The key difference between different simplex implementation is how they calculate the $B^{-1}A_j$. In the Naive Simplex, they calculate $B^{-1}$ again-and-again, time-complexity something like $O(m^3)$. In the revised simplex, you update directly the $B^{-1}$ without recalculating things.
Now the basic and non-basic variables are common with all methods. You have more variables than equations. So you cannot calculate the inverse. This means you need to decide which variable to take into the base so that you have a square matrix $B$ to calculate $B^{-1}$.

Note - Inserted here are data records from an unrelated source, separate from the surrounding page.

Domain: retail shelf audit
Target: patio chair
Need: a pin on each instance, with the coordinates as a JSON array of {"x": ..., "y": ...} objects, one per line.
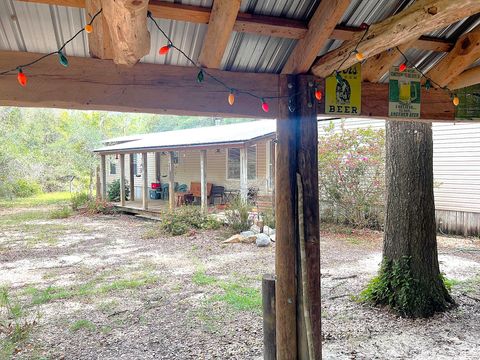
[{"x": 218, "y": 192}]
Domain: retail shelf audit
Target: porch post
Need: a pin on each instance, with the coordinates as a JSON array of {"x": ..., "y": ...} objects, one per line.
[
  {"x": 122, "y": 179},
  {"x": 297, "y": 260},
  {"x": 132, "y": 177},
  {"x": 171, "y": 181},
  {"x": 145, "y": 181},
  {"x": 243, "y": 174},
  {"x": 103, "y": 173},
  {"x": 158, "y": 168},
  {"x": 203, "y": 180}
]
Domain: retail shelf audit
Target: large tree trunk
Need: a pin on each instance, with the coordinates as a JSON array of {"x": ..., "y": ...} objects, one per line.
[{"x": 410, "y": 279}]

When you have a variable in the base, you mark it by definition with $d_i=1$ and when it is not there you mark it with $d_i=0$ where the $d_i=-B^{-1}A_j$ so
$\bar{c}_j=c_j-\bf{c'}_B \bf{B^{-1}} A_j$
where $\bar c_j=c_j+\bf{c_B'}\bf{d_j}$
so you move along the direction $\bf{d_j}$ until the cost is optimum. In standard form problems, you move always along the sides aka active variables. When you have hit the optimum, you change the base again until you have a new optimum -- in convex problems, it is sufficient to find the local optimum meaning you repeat this until your cost function does not decrease anymore, in convex problems the local optimum is the global optimum -- the key premise behind linear optimization.
The optimality condition is the reduced-cost condition. When reduced costs are positive, you have the optimum.
Answers to your questions
'"$d_j=1$ for basic variables" means that all basic vars will be moved by the same amount in the direction $d$, does it?'
No, it can be but not always true. If you had the same amount of equations and variables, you would get a point. Now you have more variables than equations. This means you must put some variables to zeros, non-basic, in order to get the $B^{-1}$. You can move along the feasible directions determined by the basic vectors but you move one-by-one. This is how I understand it: you move from one extreme point to another along one direction at each time. Of course, there may be some methods where you choose some heuristic direction but the basic Simplex methods go from one extreme point to another until optimum. Notice in $\bar c_j=c_j+\bf{c_B'}\bf{d_j}$ that the change in direction is determined by the reduced costs and the base so the base variables affect the movement.
'The phrase "$d_i=0$ for all other nonbasic indices i" means that we won't move at all in the direction of nonbasic variables, does it?'
Yes. Notice that this situation is different to the situation when you put them back to the base. When you have the variables in the base, you move along their feasible directions.